C’è qualcuno a cui vuoi dedicarlo?
“La dedica va a mia moglie Daniela. Mi ha sempre sostenuto, nonostante le mille difficoltà: ho iniziato a fare questo lavoro dal 1984 e, anche negli ultimi anni, non sono mancati investimenti pesanti per l’attrezzatura necessaria alle riprese video. Lei è sempre stata al mio fianco e lo ha fatto anche a Genova l’altra sera”.
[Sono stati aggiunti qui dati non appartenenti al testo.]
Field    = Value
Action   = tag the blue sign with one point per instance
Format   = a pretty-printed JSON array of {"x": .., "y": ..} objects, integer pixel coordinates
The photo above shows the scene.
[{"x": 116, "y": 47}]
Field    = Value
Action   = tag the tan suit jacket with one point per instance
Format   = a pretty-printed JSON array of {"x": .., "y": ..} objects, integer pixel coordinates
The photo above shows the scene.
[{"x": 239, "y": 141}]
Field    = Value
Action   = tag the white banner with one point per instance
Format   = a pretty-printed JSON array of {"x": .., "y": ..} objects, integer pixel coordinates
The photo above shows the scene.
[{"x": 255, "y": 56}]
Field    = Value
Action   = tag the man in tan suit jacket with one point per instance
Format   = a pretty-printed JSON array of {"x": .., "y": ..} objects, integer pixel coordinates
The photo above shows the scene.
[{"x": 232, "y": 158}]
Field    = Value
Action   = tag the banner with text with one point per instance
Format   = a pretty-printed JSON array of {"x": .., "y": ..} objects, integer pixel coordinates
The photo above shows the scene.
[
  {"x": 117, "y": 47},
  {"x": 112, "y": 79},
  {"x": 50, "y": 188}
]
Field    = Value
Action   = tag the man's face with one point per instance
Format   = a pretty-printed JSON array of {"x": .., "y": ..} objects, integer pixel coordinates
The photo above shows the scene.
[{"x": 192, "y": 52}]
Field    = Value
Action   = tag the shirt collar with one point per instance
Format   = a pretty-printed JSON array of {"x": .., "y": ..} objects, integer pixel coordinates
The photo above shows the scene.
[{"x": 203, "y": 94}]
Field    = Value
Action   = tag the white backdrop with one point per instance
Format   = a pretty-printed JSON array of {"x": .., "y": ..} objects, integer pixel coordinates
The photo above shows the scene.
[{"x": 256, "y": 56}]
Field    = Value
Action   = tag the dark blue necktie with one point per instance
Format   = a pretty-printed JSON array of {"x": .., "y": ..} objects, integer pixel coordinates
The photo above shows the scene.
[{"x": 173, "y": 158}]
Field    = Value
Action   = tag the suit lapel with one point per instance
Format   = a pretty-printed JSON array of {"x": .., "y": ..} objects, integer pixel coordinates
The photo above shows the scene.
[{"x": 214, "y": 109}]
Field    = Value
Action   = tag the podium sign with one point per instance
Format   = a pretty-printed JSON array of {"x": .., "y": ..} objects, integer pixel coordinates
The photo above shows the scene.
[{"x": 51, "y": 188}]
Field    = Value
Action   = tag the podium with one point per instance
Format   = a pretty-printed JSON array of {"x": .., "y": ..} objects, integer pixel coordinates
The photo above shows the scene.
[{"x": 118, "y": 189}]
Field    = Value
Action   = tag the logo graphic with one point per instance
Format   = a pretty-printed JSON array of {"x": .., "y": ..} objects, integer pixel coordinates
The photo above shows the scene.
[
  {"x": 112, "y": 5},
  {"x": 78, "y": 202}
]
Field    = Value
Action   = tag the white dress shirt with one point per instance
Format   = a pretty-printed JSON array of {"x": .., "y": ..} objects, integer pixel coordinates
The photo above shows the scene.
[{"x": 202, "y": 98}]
Dopo la premiazione, riguardando anche le tappe della tua carriera, quale ritieni essere la somma del tuo percorso?
“Il pallone che rotola sempre e ancora. Il post di Simone Zaza, da buon lucano come me, che mi augurava pronta guarigione appena uscito dal coma ha scatenato tanti altri messaggi dal mondo del calcio… il calcio è nelle ossa, il calcio si tira al destino, il calcio è fatto di 90 minuti che possono diventare indimenticabili e sconvolgenti. La vita è come un campionato in cui alla fine tutto torna: io stesso sto ripartendo dalle origini e vado in giro a cercare storie. Il calcio è trovarsi davanti all’avversario e sfidarlo, esattamente ciò che ho fatto in quel letto di ospedale: probabilmente se non avessi avuto la cultura sportiva dell’accettare la sfida comunque vada, oggi non sarei qui. Per cui, se mi chiedi la summa di tutto questo, ti rispondo 90: la paura non fa più 90, perché 90 sono i minuti di una partita in cui sei padrone del tuo destino e, dulcis in fundo, il mio prossimo libro parlerà dei 90 anni della Serie A”.
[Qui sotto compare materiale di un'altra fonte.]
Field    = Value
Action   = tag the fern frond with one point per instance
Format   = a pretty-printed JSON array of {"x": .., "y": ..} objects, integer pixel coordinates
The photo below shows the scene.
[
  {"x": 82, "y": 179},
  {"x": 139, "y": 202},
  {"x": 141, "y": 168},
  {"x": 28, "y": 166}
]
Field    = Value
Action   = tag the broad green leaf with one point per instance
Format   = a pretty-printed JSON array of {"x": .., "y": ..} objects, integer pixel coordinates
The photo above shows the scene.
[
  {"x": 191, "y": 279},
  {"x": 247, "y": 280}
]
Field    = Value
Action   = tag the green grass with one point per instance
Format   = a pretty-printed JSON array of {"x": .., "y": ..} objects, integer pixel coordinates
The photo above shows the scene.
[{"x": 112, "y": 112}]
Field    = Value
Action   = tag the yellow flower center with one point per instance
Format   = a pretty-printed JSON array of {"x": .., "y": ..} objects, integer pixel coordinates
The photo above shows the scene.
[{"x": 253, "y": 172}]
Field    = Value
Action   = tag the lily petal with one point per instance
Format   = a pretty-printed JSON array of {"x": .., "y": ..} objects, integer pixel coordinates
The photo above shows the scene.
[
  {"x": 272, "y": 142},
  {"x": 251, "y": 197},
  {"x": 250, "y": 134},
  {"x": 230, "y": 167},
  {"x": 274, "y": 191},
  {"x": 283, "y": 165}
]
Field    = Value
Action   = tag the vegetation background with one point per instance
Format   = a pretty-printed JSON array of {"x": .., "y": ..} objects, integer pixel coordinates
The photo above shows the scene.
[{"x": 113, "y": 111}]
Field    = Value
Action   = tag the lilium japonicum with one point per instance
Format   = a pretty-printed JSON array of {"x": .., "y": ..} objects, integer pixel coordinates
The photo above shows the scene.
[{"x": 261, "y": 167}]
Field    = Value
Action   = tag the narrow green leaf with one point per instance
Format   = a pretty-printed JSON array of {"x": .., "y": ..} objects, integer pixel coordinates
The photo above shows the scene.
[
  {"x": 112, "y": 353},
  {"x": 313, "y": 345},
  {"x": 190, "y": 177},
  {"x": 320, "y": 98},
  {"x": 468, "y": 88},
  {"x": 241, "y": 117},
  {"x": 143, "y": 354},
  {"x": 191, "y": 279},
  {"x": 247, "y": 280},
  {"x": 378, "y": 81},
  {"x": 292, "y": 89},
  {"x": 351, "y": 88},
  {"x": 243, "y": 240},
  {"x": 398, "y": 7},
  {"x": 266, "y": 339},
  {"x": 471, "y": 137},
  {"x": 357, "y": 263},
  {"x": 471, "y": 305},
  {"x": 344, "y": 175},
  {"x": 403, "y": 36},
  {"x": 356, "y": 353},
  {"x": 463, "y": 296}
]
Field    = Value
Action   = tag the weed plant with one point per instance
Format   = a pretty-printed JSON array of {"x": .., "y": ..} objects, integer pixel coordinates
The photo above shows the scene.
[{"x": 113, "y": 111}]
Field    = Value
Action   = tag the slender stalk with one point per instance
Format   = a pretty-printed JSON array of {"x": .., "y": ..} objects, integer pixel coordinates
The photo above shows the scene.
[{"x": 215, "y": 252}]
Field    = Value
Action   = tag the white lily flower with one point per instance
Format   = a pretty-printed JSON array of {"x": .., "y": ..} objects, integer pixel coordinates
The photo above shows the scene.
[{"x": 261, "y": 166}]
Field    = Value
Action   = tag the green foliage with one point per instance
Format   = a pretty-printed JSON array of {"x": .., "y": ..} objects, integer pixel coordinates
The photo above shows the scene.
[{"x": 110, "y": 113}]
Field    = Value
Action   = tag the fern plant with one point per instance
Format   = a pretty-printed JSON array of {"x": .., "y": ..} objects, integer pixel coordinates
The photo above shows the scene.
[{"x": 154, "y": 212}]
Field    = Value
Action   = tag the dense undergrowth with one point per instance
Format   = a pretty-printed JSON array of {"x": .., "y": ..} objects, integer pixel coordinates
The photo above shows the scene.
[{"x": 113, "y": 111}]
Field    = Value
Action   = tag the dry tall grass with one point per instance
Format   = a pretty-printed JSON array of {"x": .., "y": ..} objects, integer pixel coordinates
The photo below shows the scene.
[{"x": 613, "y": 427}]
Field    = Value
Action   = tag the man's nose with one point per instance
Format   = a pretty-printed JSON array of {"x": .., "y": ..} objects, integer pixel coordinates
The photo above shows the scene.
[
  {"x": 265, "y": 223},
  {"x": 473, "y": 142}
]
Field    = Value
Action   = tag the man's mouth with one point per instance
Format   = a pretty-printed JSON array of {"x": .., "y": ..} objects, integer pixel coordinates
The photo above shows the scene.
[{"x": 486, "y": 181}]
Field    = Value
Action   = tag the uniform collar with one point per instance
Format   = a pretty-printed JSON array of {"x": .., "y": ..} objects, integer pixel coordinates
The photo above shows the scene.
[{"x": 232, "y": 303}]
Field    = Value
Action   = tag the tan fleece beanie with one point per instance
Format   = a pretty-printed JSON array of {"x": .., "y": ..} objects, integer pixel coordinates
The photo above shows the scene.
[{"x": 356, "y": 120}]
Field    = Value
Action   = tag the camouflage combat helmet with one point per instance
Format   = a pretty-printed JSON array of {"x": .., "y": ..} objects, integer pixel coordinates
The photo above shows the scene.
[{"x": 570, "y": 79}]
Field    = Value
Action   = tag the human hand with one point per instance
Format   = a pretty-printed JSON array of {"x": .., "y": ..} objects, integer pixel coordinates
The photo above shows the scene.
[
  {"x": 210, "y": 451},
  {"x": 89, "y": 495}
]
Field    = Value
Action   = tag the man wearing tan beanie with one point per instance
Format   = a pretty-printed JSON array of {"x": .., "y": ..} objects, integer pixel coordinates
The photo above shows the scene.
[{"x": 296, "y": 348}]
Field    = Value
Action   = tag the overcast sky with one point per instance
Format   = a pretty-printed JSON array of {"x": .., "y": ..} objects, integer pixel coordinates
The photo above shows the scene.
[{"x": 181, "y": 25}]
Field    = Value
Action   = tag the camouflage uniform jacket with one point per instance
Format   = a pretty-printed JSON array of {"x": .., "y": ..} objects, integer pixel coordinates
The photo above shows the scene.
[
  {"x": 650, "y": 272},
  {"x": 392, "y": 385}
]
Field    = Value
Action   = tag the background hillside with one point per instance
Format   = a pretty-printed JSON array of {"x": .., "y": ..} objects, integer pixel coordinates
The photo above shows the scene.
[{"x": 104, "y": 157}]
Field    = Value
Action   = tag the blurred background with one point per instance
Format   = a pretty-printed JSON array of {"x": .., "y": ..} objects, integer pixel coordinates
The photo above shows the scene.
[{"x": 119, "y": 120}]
A proposito, come procede il viaggio di Italia Foodball Club?
“Spero che il mio prossimo libro, Fattore Campo, possa uscire il prima possibile. Il nome si spiega da sé: quando giochi in casa c’è il fattore campo, il fattore è anche colui che coltiva i campi da cui nascono i prodotti unici della nostra Italia, il campo è dove giocano i bambini che sognano di fare i calciatori. In questo lungo, impegnativo e fantastico viaggio racconto le 137 città che hanno vissuto la Serie A e la Serie B, partendo proprio dalle origini della terra. Cibo e calcio sono sinonimo di convivialità e l’uscita del libro sarà un bel pretesto per riprendere a girare nelle regioni. Spero, infine, che con LaPresse questo libro possa ben presto diventare un format televisivo”.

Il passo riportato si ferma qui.